Naturalmente, houve uma enxurrada de ações na justiça para que as alíquotas reduzidas pelo Decreto 11.322 fossem mantidas ao longo do primeiro trimestre de 2023. Até meados de fevereiro contavam-se 414 ações na justiça, segundo a Procuradoria-Geral da Fazenda Nacional (PGFN). As decisões favoráveis aos contribuintes foram se acumulando rapidamente, o que levou a Advocacia-Geral da União (AGU) a ingressar no STF com uma Ação Declaratória de Constitucionalidade (ADC 84), juntamente com um pedido de liminar para que sejam suspensas as decisões em favor da cobrança com alíquotas reduzidas até primeiro de abril de 2023.

O que está em jogo é aproximadamente R$ 1,46 bilhão, o equivalente a mais ou menos 25% da perda de arrecadação anual esperada (de R$ 5,8 bilhões) com a adoção das alíquotas mais baixas. Uma primeira decisão do ministro Lewandowski proferida no dia 8 de março foi favorável ao governo, mas o tema está em julgamento no plenário do STF entre 17 e 24 de março.

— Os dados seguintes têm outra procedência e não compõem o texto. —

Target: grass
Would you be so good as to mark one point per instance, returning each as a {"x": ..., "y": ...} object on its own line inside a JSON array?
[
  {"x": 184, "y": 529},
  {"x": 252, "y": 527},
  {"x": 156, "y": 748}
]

O argumento do governo está baseado na ideia de que o Decreto 11.322 seria um abuso de poder de desoneração tributária, e que a edição do decreto às vésperas da posse do novo governo teria sido um atentado à transparência fiscal, frustrando as expectativas de arrecadação da nova equipe econômica. Portanto, o Decreto 11.322 seria inconstitucional por violação ao princípio da proporcionalidade, que deve servir para o controle abstrato de constitucionalidade e “neutralizar abusos do Poder Público no exercício de suas funções. … (A) redução da carga tributária — a ser acomodada, evidentemente, pelo novo governo — denota ausência de transparência fiscal e o inequívoco objetivo de ingerência da política fiscal do governo que se iniciou no dia 1/1/2023, agravando o quadro de desequilíbrio das contas públicas“.

Talvez um relato de como surgiu a proposta que culminou no Decreto 11.322 e como ela ganhou força no ministério possa ajudar a desfazer a confusão que a medida causou. Essa é uma história que começa em 2004. PIS e Cofins não cumulativos já eram parte integrante do sistema tributário

nacional, e naquele momento discutia-se a cobrança desses tributos sobre as importações, como um ajuste fiscal de fronteira, com a finalidade de dar igualdade de condições competitivas entre a produção doméstica e os similares importados. Foi então editada a Lei 10.865/2004, introduzindo a cobrança do PIS e da Cofins sobre as importações. Nela havia um artigo curiosamente desconectado do conteúdo restante da lei, o artigo 27.

Nesse artigo o legislador facultou ao Poder Executivo a escolha da alíquota do PIS e da Cofins incidentes sobre as receitas financeiras das empresas no regime não cumulativo, via decreto. Empresas no regime cumulativo já não pagavam PIS e Cofins sobre suas receitas financeiras. Na sequência, passados apenas cinco meses da edição da lei, foi editado o Decreto 5.164/2004, que zerava as alíquotas dos dois tributos. De fato, a lei foi editada já com a expectativa de que logo em seguida viria o decreto zerando as alíquotas. Os relatos de técnicos que estavam no ministério nesse período são de que havia sido fechada uma brecha fiscal na tributação das grandes empresas brasileiras, que acarretaria aumento de arrecadação. O artigo 27 da Lei 10.865 de 2004 seria então uma espécie de compensação às empresas, de modo que um efeito anulasse o outro em termos de arrecadação.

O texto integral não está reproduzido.